Experiences Using Systematic Review Guidelines

On Tuesday, Mahmood Niazi presented a conference paper of ours, Experiences Using Systematic Review Guidelines, at EASE 2006. Systematic reviews use an explicit and characteristic methodology, and are intended to be unbiased and replicable study of a specific research question. They have a quite different purpose than conventional literature reviews. Barbara Kitchenham had previously written some guidelines about performing systematic reviews in software engineering research. We used the guidelines while performing our systematic review, and our EASE 2006 paper commented on both systematic review and these guidelines.
Overall, we thought systematic review was a valuable approach for software engineering. Many papers in software engineering are experience-based case studies. Systematic review can synthesis results from all relevant case studies, revealing patterns and information not readily apparent in any single case study.
We also though Barbara’s guidelines were useful. However, we’d like to see more guidance on piloting protocols and assessing the quality of selected studies. The systematic review protocol is a plan about ow you’re going to search for, select, assess, and extract data from the primary studies that address your research question. Protocols are valuable, but it’s hard to know when to stop reviewing and piloting the protocol, and when to actually start!
Despite reviewing and piloting a systematic review protocol, it will inevitably change during the execution of systematic review. So, just as with the debates on agile vs. planned development methodologies, you might ask “Why bother writing a protocol in the first place?” We would say it’s worthwhile, for similar reasons as described in the classic paper A rational design process: how and why to fake it (also here) – it improves the final outcome and helps communicate it to others. In our final technical report, we showed the final idealised protocol because it helps other researchers to understand and replicate our study. However, we also showed the original protocol (as footnotes describing changes) so other researchers to be able to assess any initial bias in the original protocol or in our changes.
Choosing a narrow and well-defined research question is critical to being able to reliably select relevant studies. In order to clarify the scope of our research question, we found it useful to define complementary research questions, that were similar, but different, to our actual research question. So for example, our research question was, Why do organisations adopt CMM-based SPI?, and our complementary research questions included questions like:

Why do practioners support the adoption of CMM-based SPI?
How do organisations adopt CMM-based SPI?
Why should organisations adopt CMM-based SPI?
What benefits do organisations gain after adopting CMM-based SPI?

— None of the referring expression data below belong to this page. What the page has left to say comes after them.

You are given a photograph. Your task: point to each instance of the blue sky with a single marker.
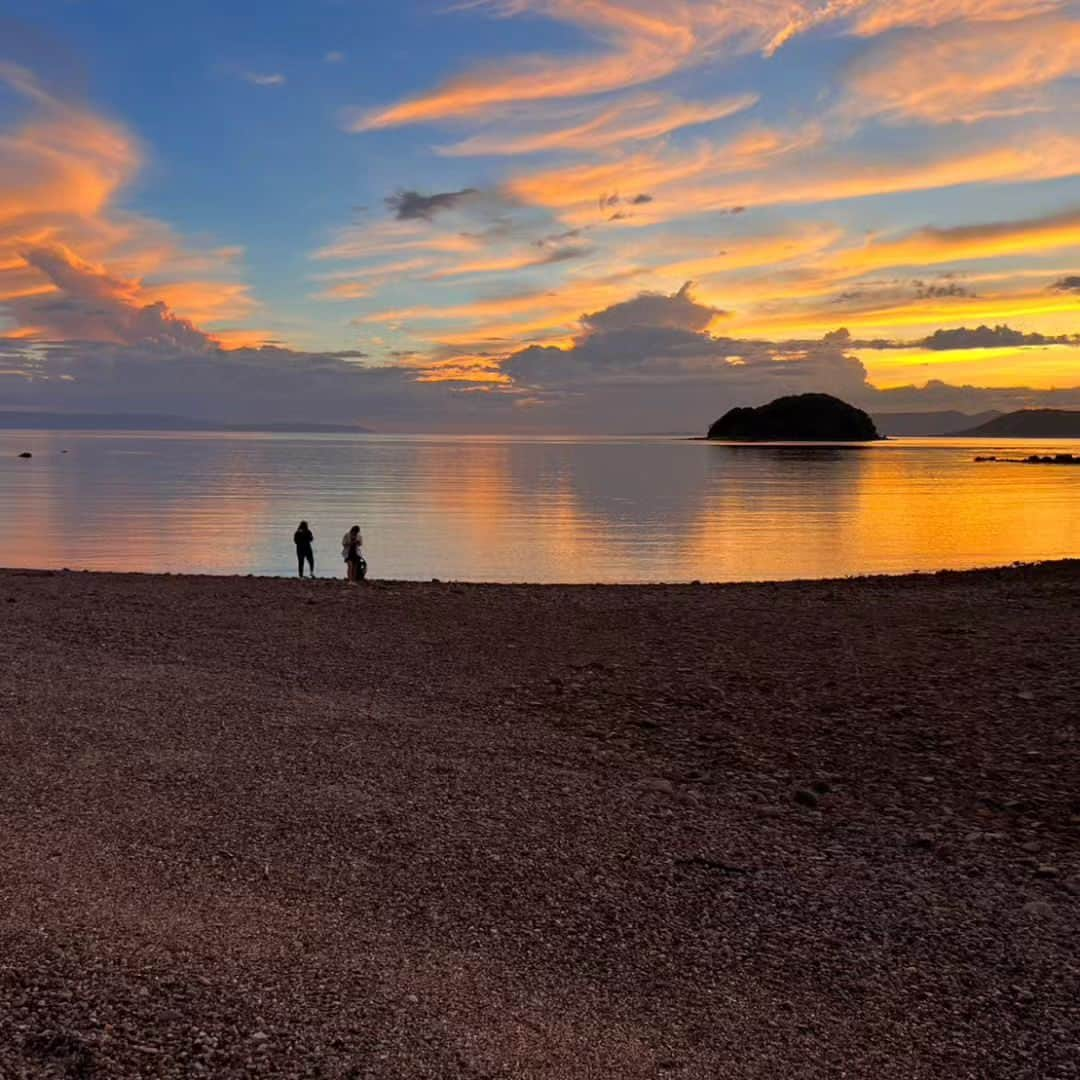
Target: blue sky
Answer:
(891, 169)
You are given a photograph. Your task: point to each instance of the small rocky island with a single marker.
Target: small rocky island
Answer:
(800, 418)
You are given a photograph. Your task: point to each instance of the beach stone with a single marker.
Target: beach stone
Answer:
(657, 784)
(1039, 907)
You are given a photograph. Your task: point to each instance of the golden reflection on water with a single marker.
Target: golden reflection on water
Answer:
(527, 509)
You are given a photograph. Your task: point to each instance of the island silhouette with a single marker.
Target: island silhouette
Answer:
(798, 418)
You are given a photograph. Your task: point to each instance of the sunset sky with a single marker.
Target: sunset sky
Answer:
(596, 215)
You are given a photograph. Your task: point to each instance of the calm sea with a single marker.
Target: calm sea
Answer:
(513, 509)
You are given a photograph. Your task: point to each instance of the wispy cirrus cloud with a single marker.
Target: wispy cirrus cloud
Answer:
(592, 129)
(265, 79)
(966, 70)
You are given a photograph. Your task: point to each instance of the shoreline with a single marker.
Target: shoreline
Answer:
(1049, 564)
(747, 829)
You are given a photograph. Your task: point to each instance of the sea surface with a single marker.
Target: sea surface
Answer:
(529, 509)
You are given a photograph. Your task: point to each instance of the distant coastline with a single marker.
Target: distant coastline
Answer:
(11, 420)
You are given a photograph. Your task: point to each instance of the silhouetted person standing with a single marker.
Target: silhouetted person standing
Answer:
(354, 561)
(304, 539)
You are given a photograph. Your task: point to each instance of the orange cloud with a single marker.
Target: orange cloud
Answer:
(638, 118)
(62, 170)
(642, 46)
(933, 246)
(966, 70)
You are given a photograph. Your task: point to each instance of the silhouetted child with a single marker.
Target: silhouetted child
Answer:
(351, 550)
(304, 539)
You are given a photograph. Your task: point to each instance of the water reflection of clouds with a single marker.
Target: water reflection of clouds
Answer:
(513, 509)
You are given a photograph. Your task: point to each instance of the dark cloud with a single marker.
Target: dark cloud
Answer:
(648, 363)
(412, 205)
(987, 337)
(934, 291)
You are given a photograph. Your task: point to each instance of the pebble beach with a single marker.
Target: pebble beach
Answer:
(266, 827)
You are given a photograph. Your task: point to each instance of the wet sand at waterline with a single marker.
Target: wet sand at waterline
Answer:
(267, 827)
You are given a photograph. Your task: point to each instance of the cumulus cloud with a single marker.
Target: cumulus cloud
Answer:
(644, 363)
(412, 205)
(88, 304)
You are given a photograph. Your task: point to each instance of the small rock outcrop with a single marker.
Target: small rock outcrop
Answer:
(801, 418)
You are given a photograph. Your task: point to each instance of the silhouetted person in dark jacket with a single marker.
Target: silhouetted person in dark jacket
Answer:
(305, 553)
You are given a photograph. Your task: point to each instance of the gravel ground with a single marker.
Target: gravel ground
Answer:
(256, 827)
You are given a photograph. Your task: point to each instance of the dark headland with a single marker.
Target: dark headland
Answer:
(1029, 423)
(798, 418)
(253, 827)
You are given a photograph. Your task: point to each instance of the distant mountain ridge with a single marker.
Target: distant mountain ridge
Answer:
(154, 421)
(1029, 423)
(947, 422)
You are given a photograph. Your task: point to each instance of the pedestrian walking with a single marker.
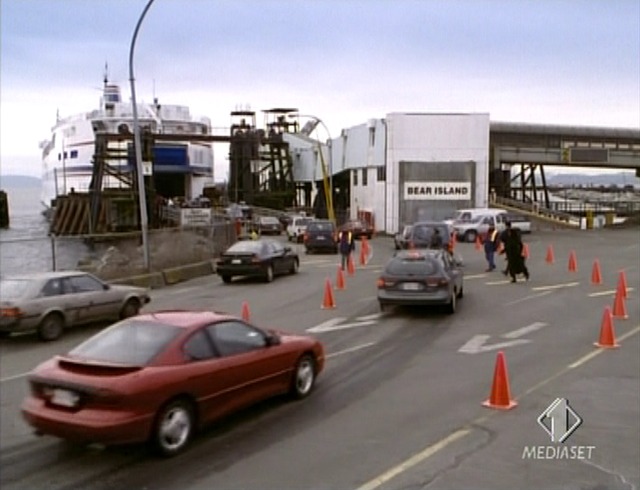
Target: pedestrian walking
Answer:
(346, 246)
(513, 249)
(491, 241)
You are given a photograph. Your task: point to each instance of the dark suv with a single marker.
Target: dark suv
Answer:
(321, 235)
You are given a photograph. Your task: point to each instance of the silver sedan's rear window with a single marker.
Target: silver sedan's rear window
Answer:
(13, 288)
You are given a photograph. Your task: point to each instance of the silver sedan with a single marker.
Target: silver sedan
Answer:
(51, 301)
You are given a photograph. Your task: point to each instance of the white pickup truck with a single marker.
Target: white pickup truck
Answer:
(297, 228)
(469, 230)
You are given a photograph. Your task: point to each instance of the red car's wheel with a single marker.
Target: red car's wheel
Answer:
(304, 377)
(174, 427)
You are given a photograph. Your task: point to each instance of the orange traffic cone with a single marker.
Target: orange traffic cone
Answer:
(365, 245)
(550, 259)
(246, 313)
(596, 276)
(351, 267)
(340, 279)
(500, 396)
(363, 256)
(619, 307)
(607, 336)
(328, 301)
(573, 262)
(622, 284)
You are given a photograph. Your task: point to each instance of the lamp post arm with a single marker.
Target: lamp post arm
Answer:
(144, 219)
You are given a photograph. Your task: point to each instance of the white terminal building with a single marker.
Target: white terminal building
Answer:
(404, 168)
(409, 167)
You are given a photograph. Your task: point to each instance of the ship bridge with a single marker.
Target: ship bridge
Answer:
(531, 148)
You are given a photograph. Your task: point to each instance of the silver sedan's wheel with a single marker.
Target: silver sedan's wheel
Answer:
(174, 427)
(131, 308)
(268, 275)
(295, 266)
(304, 377)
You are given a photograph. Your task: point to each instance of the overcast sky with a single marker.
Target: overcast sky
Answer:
(571, 62)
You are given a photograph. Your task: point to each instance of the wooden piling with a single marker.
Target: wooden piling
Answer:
(4, 210)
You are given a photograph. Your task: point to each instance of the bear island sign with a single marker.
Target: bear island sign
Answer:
(423, 191)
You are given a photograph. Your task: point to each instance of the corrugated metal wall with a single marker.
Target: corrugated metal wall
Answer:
(435, 207)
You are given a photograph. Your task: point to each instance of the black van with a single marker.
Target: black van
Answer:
(321, 236)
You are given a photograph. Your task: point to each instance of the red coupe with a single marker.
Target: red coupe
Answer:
(160, 376)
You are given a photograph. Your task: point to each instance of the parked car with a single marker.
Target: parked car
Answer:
(358, 228)
(297, 228)
(422, 231)
(264, 258)
(267, 225)
(321, 235)
(401, 240)
(519, 221)
(469, 231)
(421, 277)
(464, 215)
(49, 302)
(160, 376)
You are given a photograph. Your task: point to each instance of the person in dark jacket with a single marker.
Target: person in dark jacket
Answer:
(513, 250)
(346, 246)
(491, 240)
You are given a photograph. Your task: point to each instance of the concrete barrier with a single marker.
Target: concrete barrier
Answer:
(186, 272)
(153, 280)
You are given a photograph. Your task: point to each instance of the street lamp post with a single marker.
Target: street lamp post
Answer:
(142, 199)
(329, 198)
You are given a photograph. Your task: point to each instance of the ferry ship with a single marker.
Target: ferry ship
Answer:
(180, 169)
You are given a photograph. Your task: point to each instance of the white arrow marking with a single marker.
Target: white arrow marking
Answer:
(524, 330)
(477, 344)
(334, 324)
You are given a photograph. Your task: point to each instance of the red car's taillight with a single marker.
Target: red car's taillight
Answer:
(382, 283)
(437, 282)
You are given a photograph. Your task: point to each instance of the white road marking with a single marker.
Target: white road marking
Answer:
(322, 327)
(413, 460)
(475, 276)
(375, 316)
(609, 292)
(524, 330)
(11, 378)
(349, 350)
(527, 298)
(556, 286)
(477, 344)
(330, 327)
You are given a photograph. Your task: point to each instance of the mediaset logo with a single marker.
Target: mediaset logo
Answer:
(559, 420)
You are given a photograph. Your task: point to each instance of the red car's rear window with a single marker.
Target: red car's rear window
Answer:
(130, 342)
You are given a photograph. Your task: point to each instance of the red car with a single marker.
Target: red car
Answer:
(160, 376)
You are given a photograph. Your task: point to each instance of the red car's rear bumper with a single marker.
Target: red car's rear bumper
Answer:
(109, 426)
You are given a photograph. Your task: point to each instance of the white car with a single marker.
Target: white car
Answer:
(297, 228)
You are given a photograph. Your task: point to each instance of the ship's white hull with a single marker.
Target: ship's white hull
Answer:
(181, 170)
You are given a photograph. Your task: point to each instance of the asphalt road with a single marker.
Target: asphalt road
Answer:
(399, 405)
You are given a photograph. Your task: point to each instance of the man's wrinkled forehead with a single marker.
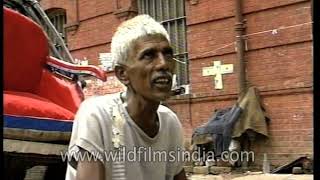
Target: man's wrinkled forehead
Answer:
(150, 41)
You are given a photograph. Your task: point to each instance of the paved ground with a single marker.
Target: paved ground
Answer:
(251, 177)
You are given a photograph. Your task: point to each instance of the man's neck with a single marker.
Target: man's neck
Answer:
(143, 112)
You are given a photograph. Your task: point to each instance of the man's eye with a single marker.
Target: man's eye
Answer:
(148, 55)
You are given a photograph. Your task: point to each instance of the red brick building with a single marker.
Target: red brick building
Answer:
(277, 57)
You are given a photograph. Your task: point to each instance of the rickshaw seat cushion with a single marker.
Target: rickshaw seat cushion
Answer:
(25, 52)
(60, 91)
(27, 104)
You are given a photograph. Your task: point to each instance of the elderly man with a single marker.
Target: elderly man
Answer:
(130, 135)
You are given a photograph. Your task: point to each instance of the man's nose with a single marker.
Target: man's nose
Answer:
(162, 62)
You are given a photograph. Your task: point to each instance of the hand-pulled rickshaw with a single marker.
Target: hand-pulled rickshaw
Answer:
(41, 91)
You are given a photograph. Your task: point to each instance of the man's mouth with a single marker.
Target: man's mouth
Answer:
(162, 82)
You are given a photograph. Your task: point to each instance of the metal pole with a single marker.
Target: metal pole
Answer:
(239, 28)
(37, 6)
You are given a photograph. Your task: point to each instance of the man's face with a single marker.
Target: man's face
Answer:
(150, 67)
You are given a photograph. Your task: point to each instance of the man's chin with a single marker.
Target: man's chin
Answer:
(162, 96)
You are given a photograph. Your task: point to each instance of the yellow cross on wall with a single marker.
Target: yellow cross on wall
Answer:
(217, 70)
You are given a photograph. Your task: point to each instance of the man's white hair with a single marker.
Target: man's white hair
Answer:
(131, 30)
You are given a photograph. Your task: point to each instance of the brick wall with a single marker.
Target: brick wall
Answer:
(278, 63)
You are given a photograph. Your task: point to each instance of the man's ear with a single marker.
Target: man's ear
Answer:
(121, 74)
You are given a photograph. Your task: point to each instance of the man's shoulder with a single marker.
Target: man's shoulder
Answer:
(170, 115)
(165, 110)
(101, 100)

The complementary research questions form exclusion criteria for the first stage of selecting studies, while the real research question form inclusion criteria for the second stage.
Finally, it’s previously been noted that systematic reviews have a high effort, but we also found they had a long duration! In a systematic review, a group of researchers go through many rounds of independent work interspersed with joint meetings. It’s hard to schedule joint meetings even with only two researchers who have otherwise busy schedules…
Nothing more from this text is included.